Hewlett Packard's figures disappointed Wall Street expectations last week despite announcing record profit.
Revenue was up 15 per cent to $11.8 billion for the quarter to 31 January, while net profit was $929 million, compared with $912 million for the same quarter last year. Earnings per share were 86 cents, compared with 87 cents a year ago, and slightly below Wall Street expectations of 88 cents.
The results were a 'solid start to the year', according to Lew Platt, HP chairman and CEO.
Growth in the desktop and mobile client business, driven by sales in the US sub-$1,000 PC market, was very strong, although the company's server business posted mixed results. Unix systems servers performed well, although the HP NetServer family achieved a disappointing increase in revenue.
Revenue in the US rose 21 per cent to $5.2 billion, while sales outside the US increased 10 per cent to $6.6 billion; European revenue rose eight per cent to $4.2 billion.

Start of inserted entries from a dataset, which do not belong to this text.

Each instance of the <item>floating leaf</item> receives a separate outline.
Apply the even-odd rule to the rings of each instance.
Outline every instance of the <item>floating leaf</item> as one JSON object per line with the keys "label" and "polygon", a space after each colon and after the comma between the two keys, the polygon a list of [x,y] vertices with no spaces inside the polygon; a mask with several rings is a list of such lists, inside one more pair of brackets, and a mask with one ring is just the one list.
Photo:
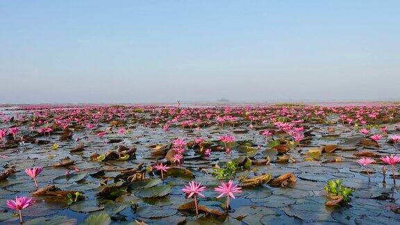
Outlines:
{"label": "floating leaf", "polygon": [[68,218],[65,216],[56,215],[53,218],[39,217],[24,222],[25,225],[74,225],[76,224],[76,219]]}
{"label": "floating leaf", "polygon": [[163,185],[140,190],[135,192],[135,195],[140,198],[155,198],[164,197],[170,192],[170,185]]}
{"label": "floating leaf", "polygon": [[150,178],[143,181],[138,181],[128,184],[128,190],[149,188],[162,183],[162,180],[158,178]]}
{"label": "floating leaf", "polygon": [[106,213],[92,215],[85,219],[85,224],[88,225],[108,225],[111,224],[111,218]]}
{"label": "floating leaf", "polygon": [[60,145],[56,143],[56,144],[53,144],[53,146],[51,147],[51,149],[57,150],[57,149],[58,149],[59,146]]}
{"label": "floating leaf", "polygon": [[87,174],[87,173],[76,173],[62,175],[54,178],[53,181],[56,183],[72,183],[82,180]]}
{"label": "floating leaf", "polygon": [[80,212],[90,212],[99,211],[104,207],[100,206],[97,200],[79,201],[69,206],[69,209]]}
{"label": "floating leaf", "polygon": [[160,218],[175,215],[176,210],[158,206],[144,206],[140,207],[137,213],[143,218]]}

Currency effects reduced HP's reported revenue growth by about seven percentage points.
While revenue in Asia, Canada and Latin America rose 14 per cent to $2.4 billion, HP said it continued to be concerned about economic conditions in Asia.
'We are monitoring developments closely and will continue to work to minimise the possible effects of economic instability,' said Platt.
Addressing HP's future, Platt said the challenge was in controlling costs, where managers are 'making tough choices about programmes and priorities'.
HP said it would consolidate its North American printer manufacturing operations to cut expenses.